To deal with the circular neighborhood, we can solve two linear problems: one containing all elements except the first and one containing all elements except the last. Now, the solution can be done recursively (python code below) or using a bottom up dp approach (c++).

memo = dict()

def f(donations):
    if(tuple(donations) in memo):
        return memo[tuple(donations)]
    if(len(donations) < 3):
        return max(donations)
    if(len(donations) == 3):
        return max(donations[0] + donations[2], donations[1])
    memo[tuple(donations)] = max(donations[0] + f(donations[2:]), f(donations[1:]))
    return memo[tuple(donations)]

class BadNeighbors:
    def maxDonations(self, donations):
        return max(f(donations[:-1]), f(donations[1:]))

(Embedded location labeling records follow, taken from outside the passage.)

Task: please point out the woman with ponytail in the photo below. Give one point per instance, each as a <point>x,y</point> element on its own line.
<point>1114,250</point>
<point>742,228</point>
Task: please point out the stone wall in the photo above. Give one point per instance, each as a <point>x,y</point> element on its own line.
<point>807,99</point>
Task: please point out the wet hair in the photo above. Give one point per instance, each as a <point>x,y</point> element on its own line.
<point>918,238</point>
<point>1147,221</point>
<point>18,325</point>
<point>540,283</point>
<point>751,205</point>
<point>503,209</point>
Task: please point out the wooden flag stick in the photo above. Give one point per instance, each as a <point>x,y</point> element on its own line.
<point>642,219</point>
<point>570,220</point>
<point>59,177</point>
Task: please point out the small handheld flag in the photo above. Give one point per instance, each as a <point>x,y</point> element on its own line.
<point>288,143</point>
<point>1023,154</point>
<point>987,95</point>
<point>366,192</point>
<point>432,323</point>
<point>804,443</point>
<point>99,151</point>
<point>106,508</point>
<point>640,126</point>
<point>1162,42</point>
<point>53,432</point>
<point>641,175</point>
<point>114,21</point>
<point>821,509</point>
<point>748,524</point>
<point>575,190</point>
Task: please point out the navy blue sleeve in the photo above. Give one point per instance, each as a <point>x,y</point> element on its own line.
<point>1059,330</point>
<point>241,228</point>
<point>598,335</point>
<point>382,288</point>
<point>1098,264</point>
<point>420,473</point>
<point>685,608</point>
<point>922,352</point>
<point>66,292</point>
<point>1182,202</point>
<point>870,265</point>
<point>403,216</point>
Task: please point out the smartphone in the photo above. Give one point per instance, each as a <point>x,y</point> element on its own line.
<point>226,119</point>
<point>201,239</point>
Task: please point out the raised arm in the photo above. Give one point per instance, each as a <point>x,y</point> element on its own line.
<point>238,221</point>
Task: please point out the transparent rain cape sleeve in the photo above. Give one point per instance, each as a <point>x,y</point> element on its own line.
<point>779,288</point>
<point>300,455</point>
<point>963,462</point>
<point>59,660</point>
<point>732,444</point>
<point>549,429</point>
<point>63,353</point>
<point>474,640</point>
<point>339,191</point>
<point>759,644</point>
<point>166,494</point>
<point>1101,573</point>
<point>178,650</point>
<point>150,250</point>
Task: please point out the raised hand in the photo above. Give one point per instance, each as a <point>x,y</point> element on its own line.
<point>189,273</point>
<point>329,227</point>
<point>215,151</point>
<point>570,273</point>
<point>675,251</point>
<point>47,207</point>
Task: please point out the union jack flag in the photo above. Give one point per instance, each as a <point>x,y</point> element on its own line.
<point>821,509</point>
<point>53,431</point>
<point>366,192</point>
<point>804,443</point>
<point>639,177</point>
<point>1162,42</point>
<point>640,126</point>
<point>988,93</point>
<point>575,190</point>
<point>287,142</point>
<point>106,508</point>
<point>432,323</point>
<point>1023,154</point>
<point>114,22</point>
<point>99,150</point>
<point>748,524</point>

Since each of the linear problems can be solved using a one-dimensional array $dp\_{i} = max(dp\_{i-1},dp\_{i-2} + donation\_{i})$ , we can solve the circular dependency problem by having a two-column table where the first column contains the best solution so far without taking the first element (first subproblem) and the second column taking it into account (second subproblem).

#include <bits/stdc++.h>

using namespace std;

int dp[50][2];

class BadNeighbors {
public:
	int maxDonations(vector <int> donations) {
		int n = donations.size();
		dp[0][0] = 0;
		dp[0][1] = donations[0];
		dp[1][0] = donations[1];
		dp[1][1] = max(donations[0], donations[1]);
		for(int i = 2; i < n; i++){
			int &money = donations[i];
			dp[i][0] = max(money + dp[i-2][0], dp[i-1][0]);
			dp[i][1] = max(money + dp[i-2][1], dp[i-1][1]);
		}
		return max(dp[n-1][0], dp[n-2][1]);
	}
};

ZigZag

Source

This is a longest increasing subsequence problem with a twist. Just keep track of the sign of each state and solve accordingly.

public class ZigZag{
   public int longestZigZag(int[] seq){
    int n = seq.length, best = Integer.MIN_VALUE;
        boolean[] neg = new boolean[n];
        int[] dp = new int[n];
        for(int i = 0; i < n; i++){
          if(i == 0)
                dp[i] = 1;
            else{
                for(int j=0; j < i; j++){
                    if(seq[j] == seq[i])
                        continue;
                    if( (dp[j] == 1 || neg[j] != seq[j] > seq[i]) && dp[i] < dp[j] + 1){
                      neg[i] = seq[j] > seq[i];
                        dp[i] = dp[j] + 1;  
                    }
                }
            }
            best = Math.max(best, dp[i]);
        }
        return best;
  }
}

Hawaiian

Source

The code speaks for itself.

import java.util.*;

public class Hawaiian{

	public String[] getWords(String sentence){
		String words[] = sentence.split("\\s+");
		List<String> hawaiian = new ArrayList<>();
		for(String word : words)
			if(word.toLowerCase().matches("[aeiouhklmnpw]+"))
				hawaiian.add(word);
		return hawaiian.toArray(new String[hawaiian.size()]);
	}
}